3 Pendapat Ngawur Tentang Haji

3 Pendapat Ngawur Tentang Haji 

Oleh: Ustadz Budi Marta Saudin (WNI tinggal di Saudi)

(1) Ka'bah adalah milik umat Islam, bukan milik Arab Saudi, maka setiap umat Islam berhak thawaf disana tanpa peduli aturan yang ada.

Betul bahwa semua muslim punya hak thawaf di Ka'bah, tapi Ka'bah ini letaknya di Arab Saudi, maka untuk dapat masuk ke area Ka'bah harus melalui izin pemerintah Arab Saudi. 

Seperti masjid Istiqlal Jakarta. Umat Islam boleh shalat dan mengambil manfaat pada fasilitasnya. Tapi apakah muslim asal luar Indonesia yang ingin ke Istiqlal boleh berbuat semaunya?. Kan harus taati aturan pemerintah Indonesia. 

(2) Haji tidak perlu pakai passport dan visa, dulu zaman nabi saja tidak ada.

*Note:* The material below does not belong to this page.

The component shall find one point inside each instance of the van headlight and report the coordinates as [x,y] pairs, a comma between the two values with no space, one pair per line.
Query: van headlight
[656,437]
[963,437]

Passport itu adalah data diri seseorang yang berada di luar negaranya. Jika seseorang tidak memiliki data diri, bagaimana dengan urusan administrasi?.

Passport itu sama seperti KTP, fungsinya sebagai dokumen diri. Jika ingin berobat ke rumah sakit, ditulis data pasien dengan melihat KTP. Bahkan daftar member sebuah toko juga harus memiliki KTP, karena wajib menulis nama dan nomor. Itu sangat prinsip bagi manusia yang hidup di zaman modern. 

Jika di dalam negeri saja keberadaan KTP sangat penting, tentu di luar negeri lebih penting lagi. 

Selanjutnya visa.. Visa ini adalah surat izin. Kenapa ini penting?.

Namanya tamu itu dimana-mana harus izin kepada tuan rumah. Pemilik rumah wajib tahu siapa yang ada di dalam rumahnya. Juga wajib tahu sampai kapan dia menginap di rumahnya, dll. 

Dengan adanya izin dari seorang tamu, pemilik rumah bisa menyiapkan hal-hal terkait dengan kebutuhan tamu hingga antisipasi terkait hal negatif yang menimpanya.

Negara juga demikian. Dengan adanya data visa yang masuk, maka akan dapat mengukur apa saja yang mesti dilakukan. 

Kalau dulu zaman nabi gak ada passpor dan visa, bagaimana ini? 

Dulu, sistem administrasi kependudukan masih belum seperti sekarang. Dulu pencatatan masih sangat minim, juga jumlah penduduk tidak sebanyak sekarang. Beda kondisi dan situasi. 

(3) Tidak perlu ada pembatasan jumlah jamaah haji.

Perlu diketahui bahwa luas Masjidil Haram, Arafah, Muzdalifah, dan Mina itu sangat terbatas. 

Jika setiap orang bebas diizinkan masuk ke Mekkah pada musim haji, betapa penuh dan sesaknya tempat-tempat tersebut. Hal itu akan menyebabkan kecelakaan fatal yang menimpa jamaah haji. 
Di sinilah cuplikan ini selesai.